Friday, August 9, 2013

Curveball

Earlier in the week, I had asked Susan if Ryan wanted to come over to our place tonight, and have basically a second evening of cuddles.  I bowl on Fridays, at least for another few weeks, and this would have been a perfect chance to get a bit extra time together before going back up to his place for all of Saturday.

He declined, since he was already planning on coming down next Saturday for dinner and gaming.  Which makes sense; and he can come a night early then and all will be well.  Then he ran into a hiccup in plans...he remembered that a close family member of his is having a birthday party that weekend.

He then asked if Susan wanted to come out and meet his family, knowing that he hadn't come out as poly to them yet.  She's not comfortable taking off her wedding ring (and the mark on the finger would be evident anyway), and she's a horrible liar.

She's already had issues with her own family about how we met and she became married to me.  Susan had previously been married to another military guy, who her family all liked very much.  The problem was that their marriage was already heading south when she met me, and I got to see firsthand some of the shit he pulled on her.  Manipulation, head games, verbal abuse, all were a part of the deal.  I had originally been very guilt-ridden about what I saw as poaching, since we met while he was deployed.  Until I saw some of his emails back to her, that is.  I still felt bad, but nowhere near as much after that.
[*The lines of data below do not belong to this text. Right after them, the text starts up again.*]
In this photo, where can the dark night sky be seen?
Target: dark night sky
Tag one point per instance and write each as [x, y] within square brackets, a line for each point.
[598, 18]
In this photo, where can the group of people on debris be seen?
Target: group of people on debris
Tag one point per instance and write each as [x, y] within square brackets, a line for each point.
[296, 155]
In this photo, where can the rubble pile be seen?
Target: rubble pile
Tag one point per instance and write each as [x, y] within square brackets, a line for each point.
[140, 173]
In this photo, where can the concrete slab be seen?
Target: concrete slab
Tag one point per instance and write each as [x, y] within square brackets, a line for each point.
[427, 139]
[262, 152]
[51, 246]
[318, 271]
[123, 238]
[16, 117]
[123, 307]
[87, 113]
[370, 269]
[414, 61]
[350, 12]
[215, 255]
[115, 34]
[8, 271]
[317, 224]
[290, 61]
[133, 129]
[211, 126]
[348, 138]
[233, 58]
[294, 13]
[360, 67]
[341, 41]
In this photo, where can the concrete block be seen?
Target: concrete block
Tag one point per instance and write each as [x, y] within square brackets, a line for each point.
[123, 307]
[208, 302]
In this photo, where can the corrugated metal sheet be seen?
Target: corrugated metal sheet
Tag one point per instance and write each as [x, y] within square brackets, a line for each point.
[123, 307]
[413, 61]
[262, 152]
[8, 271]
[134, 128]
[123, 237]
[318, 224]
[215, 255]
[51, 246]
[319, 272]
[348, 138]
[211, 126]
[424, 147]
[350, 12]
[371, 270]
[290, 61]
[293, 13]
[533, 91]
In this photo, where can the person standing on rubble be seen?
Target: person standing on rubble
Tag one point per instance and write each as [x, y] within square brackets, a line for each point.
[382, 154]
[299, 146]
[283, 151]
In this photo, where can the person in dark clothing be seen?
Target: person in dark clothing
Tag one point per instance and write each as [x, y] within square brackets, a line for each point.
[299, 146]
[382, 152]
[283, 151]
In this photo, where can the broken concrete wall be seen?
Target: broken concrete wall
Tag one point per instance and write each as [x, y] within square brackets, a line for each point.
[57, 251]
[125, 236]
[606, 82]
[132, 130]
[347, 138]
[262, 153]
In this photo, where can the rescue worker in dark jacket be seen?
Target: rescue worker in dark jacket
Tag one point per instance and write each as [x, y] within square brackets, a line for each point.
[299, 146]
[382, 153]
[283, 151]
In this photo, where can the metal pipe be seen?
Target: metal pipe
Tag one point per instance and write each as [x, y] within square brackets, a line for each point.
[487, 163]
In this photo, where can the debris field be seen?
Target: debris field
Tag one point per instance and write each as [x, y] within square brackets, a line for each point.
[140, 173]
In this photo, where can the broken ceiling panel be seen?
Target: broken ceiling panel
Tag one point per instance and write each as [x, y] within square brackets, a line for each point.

To make a long story short, another year or so later, and he was gone and we were together.  I did give them space to try and repair things (she wasn't the only one who cheated in their relationship), but in the end it was doomed to failure.  She faced a serious backlash from her family, and I still feel a bit of an outcast every time I have to deal with them.  To be fair, I don't like most of her family either, for the way they treat her, but hey.

Looking at Susan and Ryan's situation from the outside, I mentioned to her that I would not feel comfortable, if the situation was reversed, in both coming out as poly with my current love interest at my side, to people I was unsure how they would take it.  My advice was to stay away from the family until he got a chance to talk to them on his own, and for him to take the brunt of any backlash from them by himself.  That way, if they are fine with it, okay; if not, then at least she doesn't get painted with the scarlet letter.  It's not very fair, I realize, but if I was in his shoes, that is how I'd want to handle it.

Besides, it's someone else's birthday.  Why bring up possible drama to ruin someone else's day?